Someone appears to be an elitist bellend. Twat

(0)(0)

Distressed Constitutionalist

The authority relied upon by the Supreme court was not relevant to the case at hand, and in many cases the ratio was directly opposite to what the Supreme court was trying to square them into.

The whole justiceability hinged on the notion that prerogative powers were limitedby the constitutional principles of accountability and sovereignty.

Sovereignty is understood as the law made by parliament is absolute, not that the processess within parliament are a protected process from powers expressely preserved by parliament that are held by the executive. Bills in parliament are worthless pieces of paper when it comes to legal authority, they only attain authority when passed as statute.

The sovereignty argument falls flat on its head and overrelies on the Case of Proclamation from 1611, which itself merely stated that statute overrides royal proclamation.

The principle of accountabilty was derived from it being a “fundamental principle in the workings of a Westminster democracy”, that is to say that politicians are accountable to the public who democratically elected them.

Last time I checked, being held accountable by your electorate is a political outcome not a legal one. So where exactly is the legal authority behind a principle of accountability? Well none was cited.

So the court hinged its decision on the basis that prerogative powers deriving from the crowns innate privilege, are restricted by common law as well as statute, and therefore it was reviewable by the court.

Further common law principles pulled from thin air, now apply to this particular prerogative power, even though no such ever principles have ever been applied before.

Even further to this, the application of such principles mean that any action against them must be justified. But the court has not provided any tools by which lower courts can assess whether a justification is valid, nor has it described any scenario as such.

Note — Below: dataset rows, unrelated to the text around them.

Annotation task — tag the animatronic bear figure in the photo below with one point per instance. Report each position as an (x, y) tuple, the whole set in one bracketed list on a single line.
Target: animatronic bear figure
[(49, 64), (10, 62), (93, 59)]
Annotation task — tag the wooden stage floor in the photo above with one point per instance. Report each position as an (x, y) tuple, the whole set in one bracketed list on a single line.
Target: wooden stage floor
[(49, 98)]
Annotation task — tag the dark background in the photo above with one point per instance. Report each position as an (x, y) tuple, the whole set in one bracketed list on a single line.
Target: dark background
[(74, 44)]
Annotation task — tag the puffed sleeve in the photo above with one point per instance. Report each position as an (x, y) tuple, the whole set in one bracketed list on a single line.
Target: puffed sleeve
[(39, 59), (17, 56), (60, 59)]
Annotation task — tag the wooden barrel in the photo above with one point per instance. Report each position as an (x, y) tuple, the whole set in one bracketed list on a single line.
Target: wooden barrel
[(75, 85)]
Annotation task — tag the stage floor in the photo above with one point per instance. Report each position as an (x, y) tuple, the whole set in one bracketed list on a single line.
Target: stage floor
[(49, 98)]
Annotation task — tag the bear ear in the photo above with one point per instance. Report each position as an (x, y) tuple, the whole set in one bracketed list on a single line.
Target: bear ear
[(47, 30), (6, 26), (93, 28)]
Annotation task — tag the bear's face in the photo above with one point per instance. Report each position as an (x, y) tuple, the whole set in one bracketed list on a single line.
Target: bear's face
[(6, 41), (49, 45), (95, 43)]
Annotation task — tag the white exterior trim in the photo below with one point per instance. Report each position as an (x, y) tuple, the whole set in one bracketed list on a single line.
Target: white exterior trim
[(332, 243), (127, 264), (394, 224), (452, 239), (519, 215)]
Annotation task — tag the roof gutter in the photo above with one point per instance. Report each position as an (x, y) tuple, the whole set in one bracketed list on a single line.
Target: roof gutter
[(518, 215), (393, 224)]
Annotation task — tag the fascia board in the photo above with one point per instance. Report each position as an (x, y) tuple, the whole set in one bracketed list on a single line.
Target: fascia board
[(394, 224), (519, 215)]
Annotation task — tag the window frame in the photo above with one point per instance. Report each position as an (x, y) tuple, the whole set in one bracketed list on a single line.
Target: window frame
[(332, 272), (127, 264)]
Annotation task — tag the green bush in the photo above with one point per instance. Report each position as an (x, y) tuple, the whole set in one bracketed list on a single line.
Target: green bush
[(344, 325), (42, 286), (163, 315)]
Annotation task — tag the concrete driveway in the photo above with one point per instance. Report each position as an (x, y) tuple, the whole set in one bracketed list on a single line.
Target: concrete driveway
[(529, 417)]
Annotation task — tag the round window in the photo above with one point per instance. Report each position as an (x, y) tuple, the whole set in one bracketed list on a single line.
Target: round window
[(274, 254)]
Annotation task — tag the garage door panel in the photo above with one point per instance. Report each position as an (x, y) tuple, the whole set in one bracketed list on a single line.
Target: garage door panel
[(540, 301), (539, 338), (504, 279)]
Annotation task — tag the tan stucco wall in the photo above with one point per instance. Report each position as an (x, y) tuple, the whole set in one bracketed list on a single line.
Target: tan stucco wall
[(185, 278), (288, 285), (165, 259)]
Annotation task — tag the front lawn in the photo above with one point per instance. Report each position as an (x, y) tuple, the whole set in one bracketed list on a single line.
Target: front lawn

We are not left with subject principles, apparated from thin air, that have set no bar by which ministers judge their actions, or that the lower courts can apply.

We have complete arbitrary justice, that has strong armed the executive beneath the Supreme Court, in a horrendous power grab. This is fundamentally undermining the separation of powers, and creates a complete lawfayre out of the executive.

The court did the same thing in Miller 1 when it conflated treaty making powers with legislative powers.

The worst case scenario was also a complete farce. The government has the absolute authority to declare war, and sue for peace. If the government declared war on every nation, undoubtadely this would be far worse than proproging parliament. it would be a doomsday situation.

If the government decided to nuke another nuclear country such as the USA this would also be a predicament. Nonetheless, these would be perfectly legal actions within the purview of the government.

So the “worst case scenario” oh my god its a legal quagmire argument has no merit. It does not justify replacing legal authority with poorly written moral arguments.